Transport leads renewed demand for workers

Transport job ads flooding recruitment websites, suggesting sector is leading the economic comeback

Transport leads renewed demand for workers
Transport leads renewed demand for workers
By Jason Whittaker | September 7, 2009

Transport job advertisements are flooding recruitment websites, suggesting the sector is leading business in an economic comeback.

The number of jobs advertised grew in August for the first time in more than a year, with the national ANZ index jumping 4.1 percent to a weekly average of 130,326 per week.

But demand for transport workers was much more explosive, with the Oliver Job Index showing online ads spiking almost 20 percent higher compared to July.

That figure was well ahead of other sectors including administrative jobs (+14.4 percent), trades and services (+6.18 percent) and banking (+2.8 percent).

Demand was particularly strong in Western Australia and Queensland, suggesting mining volumes are ramping up after a long slump.

Robert Olivier, Director of the Olivier Group, suggests business learned its lesson when the boom drove significant labour shortages, with signs of "anticipatory labour hoarding".

Specialist transport and logistics jobs site is seeing strong growth, with the number of advertised positions jumping from 330 to more than 700 in the last fortnight alone.

The number of registered employers has also steadily risen since June, while a big increase in the amount of resumes posted seeking employment suggests there are plenty of candidates to chose from after the mass lay-offs seen at some companies.

The ANZ index of newspaper and online ads doesn't offer industry-specific figures, though ANZ Economist Riki Polygenis tells ATN growth in transport labour demand isn't surprising given other indicators like improved retail trading and machinery and equipment sales.

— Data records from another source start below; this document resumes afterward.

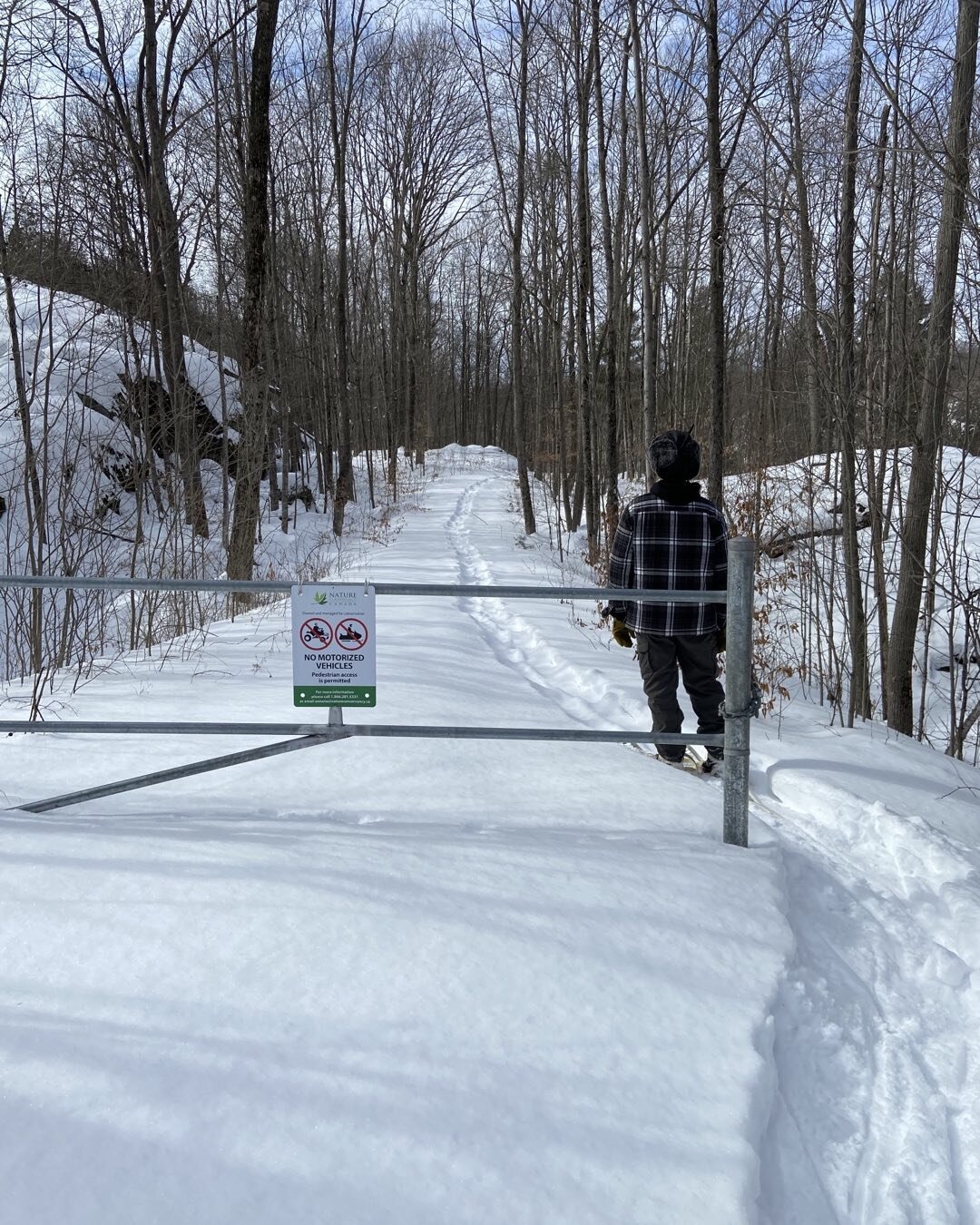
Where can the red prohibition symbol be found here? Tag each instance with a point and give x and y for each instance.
(315, 634)
(352, 633)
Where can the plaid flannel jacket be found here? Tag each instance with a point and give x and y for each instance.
(671, 538)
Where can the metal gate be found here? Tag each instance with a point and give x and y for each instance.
(738, 710)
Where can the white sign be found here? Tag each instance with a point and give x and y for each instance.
(333, 644)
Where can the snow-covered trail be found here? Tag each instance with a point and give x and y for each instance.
(476, 982)
(876, 1116)
(878, 1106)
(385, 982)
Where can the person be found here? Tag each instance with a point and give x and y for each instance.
(672, 538)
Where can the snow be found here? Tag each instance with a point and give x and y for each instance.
(475, 982)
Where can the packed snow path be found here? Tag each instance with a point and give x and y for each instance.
(475, 982)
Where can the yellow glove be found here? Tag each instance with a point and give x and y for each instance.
(622, 632)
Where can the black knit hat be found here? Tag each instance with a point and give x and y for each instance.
(675, 456)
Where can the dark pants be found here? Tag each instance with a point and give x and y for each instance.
(697, 659)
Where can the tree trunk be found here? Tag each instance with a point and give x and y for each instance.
(859, 697)
(251, 446)
(938, 342)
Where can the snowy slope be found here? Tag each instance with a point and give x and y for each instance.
(469, 982)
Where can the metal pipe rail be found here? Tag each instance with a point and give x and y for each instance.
(738, 706)
(218, 585)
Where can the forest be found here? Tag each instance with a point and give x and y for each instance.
(556, 227)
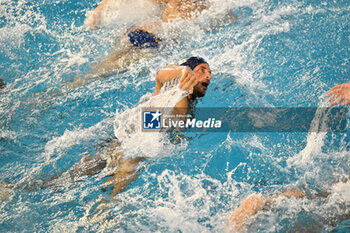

"If economic growth does slow down in the second half of the year as many people expect there may be headwind. But the economy is not expected to go backwards," she says.

Olivier agrees job creation has "turned a corner".

"We won't know when we'll see a net increase in employment. But for job seekers this is a welcome change," he says.

Olivier hopes job ads bottomed out in July.

"August's figures added weight to that hope," he says.

"We'd expect to see more economists revising peak unemployment predictions downwards."